AMF is highly specialised charity working only on bed net distribution. Most of its funds are employed to buy nets and deliver net to distribution partners, and, when needed, to pay for non-net costs, such as follow-up surveys. AMF has recently undertaken, or is considering undertaking, projects which focus more broadly on malaria prevention- such as founding a Malaria Unit in Malawi and, funding a resistance study in DRC, and running a pilot project to test the use of smartphone technology for tracking net distributions. We believe that these are welcome additions to AMF portfolio, since they leverage AMF’s expertise to address important challenges related to bed distributions.
The 2015 World Malaria Report estimated that 15 countries accounted for 80% of cases, and 15 countries accounted for 78% of deaths52. DRC features in both lists and accounts for around 10% of the global malaria deaths in 2015 (see figure below).
In 2014 there were 9,968,983 reported cases of malaria and 25,502 reported deaths due to the disease53. It should be stressed that this number refers to reported cases: the actual number is likely to be much higher, since malaria cases and deaths are likely to be under-estimated and under-reported.
Source: World Malaria Report 2015
The rate of the disease transmission is high (>1 case per 1000 population) for 97% of the population54.

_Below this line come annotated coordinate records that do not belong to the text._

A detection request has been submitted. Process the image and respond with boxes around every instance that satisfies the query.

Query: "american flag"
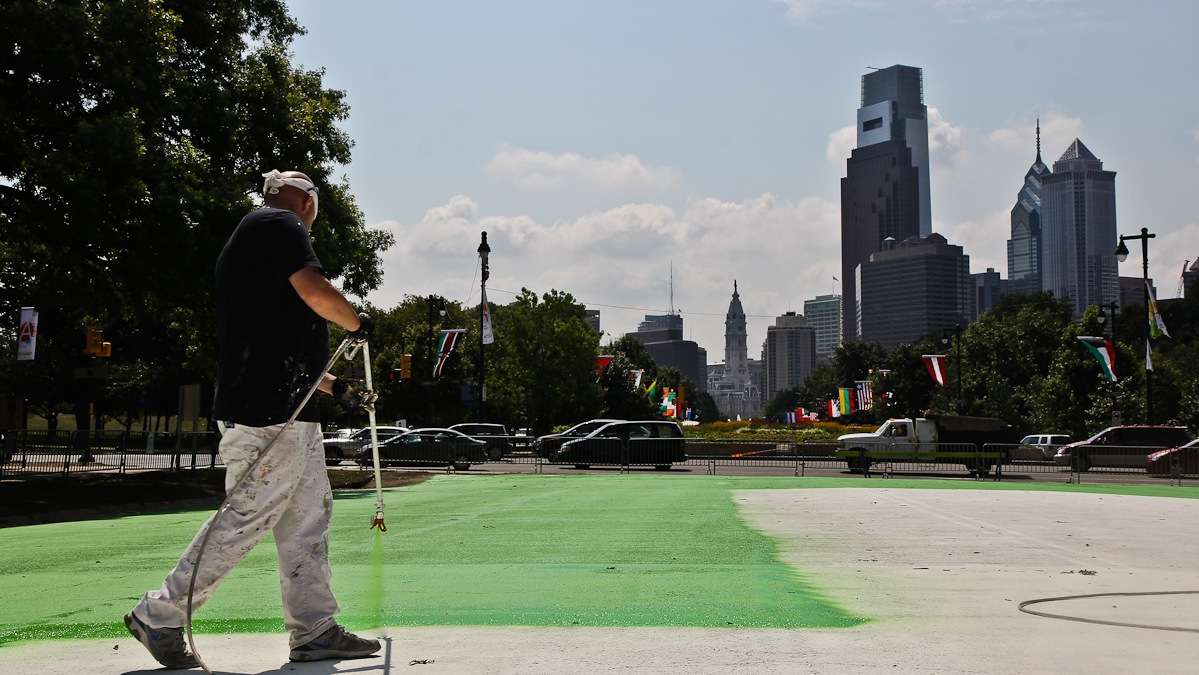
[854,380,874,410]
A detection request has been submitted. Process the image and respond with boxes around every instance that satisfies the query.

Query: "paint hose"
[1017,591,1199,633]
[185,337,354,675]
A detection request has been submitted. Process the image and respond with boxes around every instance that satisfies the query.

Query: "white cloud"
[372,194,840,362]
[987,113,1083,157]
[1141,223,1199,297]
[928,106,965,165]
[487,145,679,192]
[825,125,857,164]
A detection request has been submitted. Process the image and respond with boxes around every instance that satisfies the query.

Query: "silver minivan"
[1016,434,1070,462]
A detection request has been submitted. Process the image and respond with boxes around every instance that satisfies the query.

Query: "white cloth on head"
[263,169,320,218]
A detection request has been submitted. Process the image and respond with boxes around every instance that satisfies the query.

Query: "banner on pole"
[921,354,945,387]
[480,287,495,344]
[17,307,37,361]
[433,329,466,380]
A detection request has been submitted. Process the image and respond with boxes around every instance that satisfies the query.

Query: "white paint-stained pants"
[133,422,338,647]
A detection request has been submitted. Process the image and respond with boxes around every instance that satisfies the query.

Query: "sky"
[290,0,1199,363]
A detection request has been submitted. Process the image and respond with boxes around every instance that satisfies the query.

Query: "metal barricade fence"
[0,429,219,478]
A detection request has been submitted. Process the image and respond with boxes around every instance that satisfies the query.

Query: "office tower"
[628,314,707,393]
[1007,120,1050,293]
[856,234,975,346]
[707,282,761,418]
[840,66,933,339]
[763,312,817,400]
[970,267,1011,319]
[583,309,600,333]
[803,295,842,362]
[1041,138,1120,315]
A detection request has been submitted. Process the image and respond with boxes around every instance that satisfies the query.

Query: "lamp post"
[478,231,492,421]
[1098,302,1120,426]
[1116,228,1157,424]
[941,324,964,415]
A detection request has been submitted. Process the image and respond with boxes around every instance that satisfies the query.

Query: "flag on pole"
[1145,282,1170,340]
[433,329,466,380]
[1078,336,1117,382]
[837,387,857,415]
[829,398,840,418]
[17,307,37,361]
[596,354,611,380]
[921,354,945,387]
[854,380,874,410]
[480,287,495,344]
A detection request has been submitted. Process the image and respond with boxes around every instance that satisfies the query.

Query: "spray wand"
[345,342,387,532]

The WHO estimates of the bed nets coverage suggests that in 2014 about 50% of the population had access and slept under ITNs.
Ghana is also one of the 15 countries that together account for 80% of malaria cases, and 15 countries that accounted for 78% of malaria deaths56. In 2014, there were 3,415,912 reported cases of malaria and 2506 deaths caused by the disease57.

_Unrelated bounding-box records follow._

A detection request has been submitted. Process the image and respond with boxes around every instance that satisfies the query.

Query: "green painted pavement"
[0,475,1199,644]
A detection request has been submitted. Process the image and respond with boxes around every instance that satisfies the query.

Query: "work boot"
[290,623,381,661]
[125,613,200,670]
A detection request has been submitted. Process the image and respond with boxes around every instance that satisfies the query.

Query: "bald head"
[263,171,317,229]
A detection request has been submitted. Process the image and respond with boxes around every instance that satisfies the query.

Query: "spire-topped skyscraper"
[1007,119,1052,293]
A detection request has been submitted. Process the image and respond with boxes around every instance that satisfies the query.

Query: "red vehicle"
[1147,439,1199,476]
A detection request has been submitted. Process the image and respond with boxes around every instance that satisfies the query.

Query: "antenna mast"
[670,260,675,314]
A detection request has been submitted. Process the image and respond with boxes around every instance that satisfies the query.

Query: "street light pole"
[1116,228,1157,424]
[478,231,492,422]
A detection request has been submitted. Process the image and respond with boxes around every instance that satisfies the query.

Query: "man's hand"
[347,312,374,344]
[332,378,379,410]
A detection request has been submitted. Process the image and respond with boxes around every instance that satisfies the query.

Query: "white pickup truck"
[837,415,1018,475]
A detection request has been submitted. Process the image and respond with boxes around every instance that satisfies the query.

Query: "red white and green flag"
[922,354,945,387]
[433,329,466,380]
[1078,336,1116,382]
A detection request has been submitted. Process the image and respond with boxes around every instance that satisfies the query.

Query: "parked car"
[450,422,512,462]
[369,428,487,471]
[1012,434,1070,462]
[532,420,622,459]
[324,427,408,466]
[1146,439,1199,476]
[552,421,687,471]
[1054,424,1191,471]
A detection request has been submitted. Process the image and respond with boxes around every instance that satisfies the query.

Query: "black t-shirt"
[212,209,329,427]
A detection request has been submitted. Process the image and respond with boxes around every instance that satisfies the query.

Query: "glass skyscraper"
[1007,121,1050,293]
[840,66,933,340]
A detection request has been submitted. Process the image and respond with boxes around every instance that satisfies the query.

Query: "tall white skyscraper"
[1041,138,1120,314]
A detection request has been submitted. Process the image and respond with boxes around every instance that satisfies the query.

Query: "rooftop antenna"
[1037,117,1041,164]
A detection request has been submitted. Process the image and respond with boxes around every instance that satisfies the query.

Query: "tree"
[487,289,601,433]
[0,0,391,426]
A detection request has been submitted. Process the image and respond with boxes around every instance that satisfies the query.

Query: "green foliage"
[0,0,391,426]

The rate of the disease transmission is high (>1 case per 1000 population) for 100% of the population58.
The WHO estimates that in 2014 between 60% and 80% of the population has access to bed net (the first estimate is based on surveys, the second on modelling) and that less than 40% of the population slept under nets (according to survey data)59.
In 2014 there were 2,905,310 cases of malaria and 4490 deaths caused by the disease.
The rate of the disease transmission is high (>1 case per 1000 population) for 100% of the population60.
The WHO estimates that in 2012 40% of the population has access to bed nets (from data based on survey on modelling) and that around 30% of the population slept under nets (survey data)61. Modelling suggests that around 60% of the population hadaccess to ITNs in 2014.
Malaria is the leading cause of morbidity in Uganda with 90–95 % of the population at risk and it contributing to approximately 13 % of under-five mortality62. Uganda is also one of the 15 countries worst hit by malaria, both in terms of number of cases and deaths.
The rate of the disease transmission is high (>1 case per 1000 population) for 100% of the population63.
The WHO estimates that in 2011 more than 40% of the population had access to bed nets (from survey and modelling data) and that more than 30% of the population slept under nets (survey data)64. Modelling suggests that around 70% of the population had access to ITNs in 2014.